Girls of Spring
BY PATRICIA A. RUSSELL
Special to The Journal | 04/29/2003
PAWTUCKET — Play ball!
Brenda Hofknecht was 8 years old when she signed up to play baseball with the Pawtucket Slaterettes. She came back every spring after that until she was 17.
“After you turned 17, you couldn’t play any more,” she recalled. “It broke my heart because I loved it.”
Now 33, the Pawtucket native is back on the field, playing her favorite position, third base, and wearing the her old number on the back of her T-shirt — 1.
Her two daughters — 5-year-old McKenzie is in the instructional division and 8-year-old Shelby is in the minor division — also wear T-shirts with the number 1 on the back.
And, lucky for Hofknecht, the league now offers adult women the opportunity to play baseball.
The major division is open to women ages 14 to 70.
Once Hofknecht found out she could return and play, there was no keeping her off the field, she said, adding that her batting, catching and throwing skills “are better than ever.”
Hofknecht’s mom, Kathy Doucette, of Pawtucket, will watch from the sidelines just as she did years ago.
“Oh, my God. I was the baseball mom. I had the whole team practicing in my backyard and sleeping overnight in my house,” she recalled recently as she watched her granddaughters play an exhibition game at McCarthy Complex at 1 Moeller Place in Pawtucket.
“Back then there was no concession stand, so I always brought a 30-gallon cooler with Kool-Aid for everyone. Now, they have a concession stand,” she said. So, instead of drinks, she plans to bring lollipops for the girls and the women players.
This season — opening day was Saturday — the Pawtucket Slaterettes baseball league celebrates its 30th year. Originally it was called the Darlington Pioneers, a hardball league for girls ages 10 to 16.
“As far as we are aware of, the Pawtucket-based league is home to the only all-girls and women’s baseball in the USA,” league spokesman Steven Janelle said.
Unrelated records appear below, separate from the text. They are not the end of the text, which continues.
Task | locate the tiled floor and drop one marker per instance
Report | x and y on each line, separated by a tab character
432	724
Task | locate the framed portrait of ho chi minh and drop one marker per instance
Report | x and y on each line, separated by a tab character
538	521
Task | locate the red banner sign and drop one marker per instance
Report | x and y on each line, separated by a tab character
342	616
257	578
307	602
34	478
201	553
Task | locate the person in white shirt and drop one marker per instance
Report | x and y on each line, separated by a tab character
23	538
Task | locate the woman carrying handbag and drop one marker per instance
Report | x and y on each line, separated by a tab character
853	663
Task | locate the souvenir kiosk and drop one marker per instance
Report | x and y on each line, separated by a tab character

The league accepts players from Pawtucket and surrounding towns, including Southeastern Massachusetts.
According to league officials, the purpose of the league is to perpetuate and extend the knowledge of baseball and implant the ideas of sportsmanship.
No one had to encourage Lyndsey Barbehenn, 12, to cheer.
“Yeah, Anna!” she screamed at the top of her lungs as Anna Stone, of Pawtucket, hit a curve ball and ran to first base.
“I’m trying to cheer everybody on,” the Rehoboth, Mass., resident said.
The league consists of four divisions: instructional, for ages 5 through 7; minor, ages 8 through 10; junior, ages 11 through 13; and major, 14 and older. The oldest player to sign up so far is 55-year-old Ann Salisbury, of Rehoboth.
“I just retired after working 34 years at the Seekonk post office and I thought [baseball] might be interesting to do,” she said.
After one night of practice last Thursday, Salisbury had this to say: “It’s good exercise. That’s for sure.”